Putting the helicoil in. It's basically a spring with a bit sticking across at the bottom so the tool can hold onto it. When it's in the bit at the bottom snaps off.
New titanium allen screws fitted, so they'll actually come out in future. Total time taken was about half an hour. Quite chuffed, with the spruced up barrel. They're at £400 each new.
VJ23 Update 9/11/2013
Changing knackered spigots
The water in the radiator and hoses of my motorbike is always rusty brown and can't be doing theradiator any good, so I bought some fancy anodised aluminium spigots
I got them at The Tuning Works website http://www.thetuningworks.co.uk
Bent and rusted spigot. Pops out now and then which is really bad if it chucks the water while out on a bike ride. Luckily its only done that in the garage.
Took ages to figure out a technique of removing the spigots. Vegetable oil helped loosen up the rust. Barrels are difficult to hold still with their weird shape so bolted it to a steel bar and held that in a workmate
Knackered steel spigot
New anodised aluminium spigot, press fitted in.
VJ23 Update 2/11/2013
It's been a while since jotting down the adventures with the bike. So here's an update, and hopefully I'll keep them regular.

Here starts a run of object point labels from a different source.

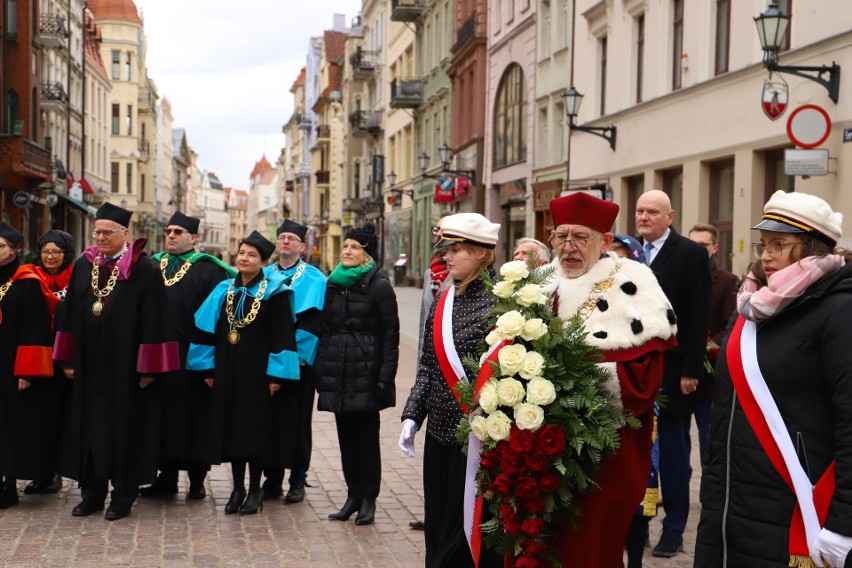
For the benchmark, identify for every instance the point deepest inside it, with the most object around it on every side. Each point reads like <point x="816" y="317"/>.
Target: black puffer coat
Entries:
<point x="431" y="396"/>
<point x="804" y="355"/>
<point x="359" y="346"/>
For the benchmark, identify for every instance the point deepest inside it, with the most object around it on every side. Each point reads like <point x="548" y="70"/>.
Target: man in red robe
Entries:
<point x="632" y="323"/>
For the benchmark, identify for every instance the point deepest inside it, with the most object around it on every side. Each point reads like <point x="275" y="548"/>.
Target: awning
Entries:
<point x="78" y="204"/>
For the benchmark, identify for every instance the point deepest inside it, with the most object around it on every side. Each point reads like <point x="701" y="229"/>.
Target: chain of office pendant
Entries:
<point x="255" y="306"/>
<point x="164" y="261"/>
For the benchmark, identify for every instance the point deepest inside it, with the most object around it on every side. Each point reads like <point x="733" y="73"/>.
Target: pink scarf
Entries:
<point x="759" y="304"/>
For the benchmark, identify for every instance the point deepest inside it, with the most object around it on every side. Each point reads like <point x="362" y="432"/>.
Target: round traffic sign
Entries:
<point x="808" y="126"/>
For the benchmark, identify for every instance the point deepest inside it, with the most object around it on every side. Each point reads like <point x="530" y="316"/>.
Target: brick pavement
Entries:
<point x="40" y="531"/>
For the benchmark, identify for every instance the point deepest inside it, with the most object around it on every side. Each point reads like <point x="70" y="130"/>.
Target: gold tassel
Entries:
<point x="797" y="561"/>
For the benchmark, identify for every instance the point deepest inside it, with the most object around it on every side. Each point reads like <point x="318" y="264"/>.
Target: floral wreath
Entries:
<point x="546" y="418"/>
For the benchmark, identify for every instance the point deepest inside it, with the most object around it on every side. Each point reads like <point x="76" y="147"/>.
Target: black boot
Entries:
<point x="367" y="512"/>
<point x="252" y="504"/>
<point x="237" y="498"/>
<point x="346" y="511"/>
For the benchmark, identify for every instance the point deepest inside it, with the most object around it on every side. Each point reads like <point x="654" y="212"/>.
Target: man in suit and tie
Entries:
<point x="681" y="267"/>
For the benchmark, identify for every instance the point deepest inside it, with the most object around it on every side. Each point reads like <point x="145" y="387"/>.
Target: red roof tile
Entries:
<point x="115" y="10"/>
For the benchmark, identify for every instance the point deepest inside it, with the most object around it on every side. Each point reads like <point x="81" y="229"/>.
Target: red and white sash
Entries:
<point x="768" y="425"/>
<point x="453" y="371"/>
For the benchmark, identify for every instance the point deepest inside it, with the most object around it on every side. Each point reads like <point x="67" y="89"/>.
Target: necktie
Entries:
<point x="648" y="248"/>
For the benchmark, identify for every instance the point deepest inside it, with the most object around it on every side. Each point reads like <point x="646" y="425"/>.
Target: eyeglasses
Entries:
<point x="105" y="232"/>
<point x="579" y="242"/>
<point x="775" y="248"/>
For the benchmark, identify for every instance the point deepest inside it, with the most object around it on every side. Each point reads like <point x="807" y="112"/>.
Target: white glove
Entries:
<point x="830" y="549"/>
<point x="406" y="437"/>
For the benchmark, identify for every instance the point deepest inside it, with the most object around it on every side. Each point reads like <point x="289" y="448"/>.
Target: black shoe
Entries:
<point x="237" y="498"/>
<point x="252" y="504"/>
<point x="196" y="491"/>
<point x="116" y="511"/>
<point x="296" y="494"/>
<point x="346" y="511"/>
<point x="367" y="512"/>
<point x="86" y="507"/>
<point x="670" y="544"/>
<point x="8" y="496"/>
<point x="53" y="485"/>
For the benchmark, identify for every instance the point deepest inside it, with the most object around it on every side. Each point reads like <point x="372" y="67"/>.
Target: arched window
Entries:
<point x="510" y="118"/>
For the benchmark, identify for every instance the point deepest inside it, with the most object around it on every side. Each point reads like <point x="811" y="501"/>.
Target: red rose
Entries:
<point x="521" y="440"/>
<point x="534" y="504"/>
<point x="490" y="460"/>
<point x="512" y="527"/>
<point x="551" y="440"/>
<point x="533" y="526"/>
<point x="536" y="461"/>
<point x="526" y="562"/>
<point x="502" y="485"/>
<point x="526" y="487"/>
<point x="512" y="463"/>
<point x="533" y="546"/>
<point x="549" y="482"/>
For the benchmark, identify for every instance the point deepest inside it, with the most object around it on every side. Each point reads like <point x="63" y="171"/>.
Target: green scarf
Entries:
<point x="346" y="277"/>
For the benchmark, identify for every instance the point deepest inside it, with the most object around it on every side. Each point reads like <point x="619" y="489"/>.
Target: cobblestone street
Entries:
<point x="40" y="531"/>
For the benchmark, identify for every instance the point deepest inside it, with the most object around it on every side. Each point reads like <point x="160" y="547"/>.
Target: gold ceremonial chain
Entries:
<point x="233" y="334"/>
<point x="164" y="261"/>
<point x="599" y="288"/>
<point x="98" y="306"/>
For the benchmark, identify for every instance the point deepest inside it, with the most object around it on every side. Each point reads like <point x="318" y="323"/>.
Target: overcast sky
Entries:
<point x="227" y="68"/>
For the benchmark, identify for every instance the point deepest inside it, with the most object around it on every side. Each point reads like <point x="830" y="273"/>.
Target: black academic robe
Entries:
<point x="112" y="430"/>
<point x="186" y="399"/>
<point x="29" y="419"/>
<point x="245" y="424"/>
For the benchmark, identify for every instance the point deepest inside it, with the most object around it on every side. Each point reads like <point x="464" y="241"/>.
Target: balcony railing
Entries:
<point x="466" y="32"/>
<point x="364" y="122"/>
<point x="52" y="31"/>
<point x="406" y="93"/>
<point x="53" y="97"/>
<point x="406" y="10"/>
<point x="363" y="63"/>
<point x="323" y="177"/>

It's been several years since riding my VJ23. Work went crazy a few years ago, then when it went bust I was laid off. I did freelance work which involved long hours and had a baby boy which was the best thing ever, but in that time the bike sat in the garage gathering dust.
But that's about to change. Over the summer I bought a load of genuine plastics to replace the now tatty 15 year old plastics on the bike. The nose fairing had to be made by Suzuki specially as they no longer had any spares in stock.
I bought an Asgard bike shed to keep it in good condition after the current rebuild. The shed is galvanised steel with a strong set of doors. Took about 4 hours to build and guaranteed for 10 years.
This is one of the things I noticed recently. The Rubber intakes have got cracks in them. They've perished over the years. There didn't seem to be cracks going right through the rubber, but any air leak would make the bike perform really badly. To the right of the picture are brand new intakes that I fitted today. I also checked the standard reed valves which were fine.
Getting to anything is difficult unless you have small hands. Here's a picture of an extension bar used to get at one of intake bolts
I really wish I didn't fit purple bolts to my engine casings. They just don't look right, or more like tacky. The bolts I have manufactured in titanium look much nicer,and there's less worry about rounding off the thread.
RGV250SP (VJ23 A)
Here is my RGV250SP
I've had it since 1998 and even though it has been completely unreliable up until the last few years and very expensive I don't think I'll ever be without it. That said, with the internet maturing since the 1990s parts and information have been easier to get hold of.
Over the coming pages I'll talk about everything I've learnt about this model, what goes wrong with it, how to fix it and where to get parts for this bike.
The SP was made for the Japanese market but some made it abroad as grey imports or I believe a de restricted official export to Macau and Hong Kong. Apparently a lot of the de restricted ones were bought on the Japanese dockside to use for racing.
To be honest I've found in restricted form it's a bit slow and can be out accelerated by a Bandit 600. With the race pipes and de-restricted CDI though the bike will keep up with Ducati's GSXR1000 and Fireblades. I know this as I've done it, even with a half melted rear piston, which I found out about later.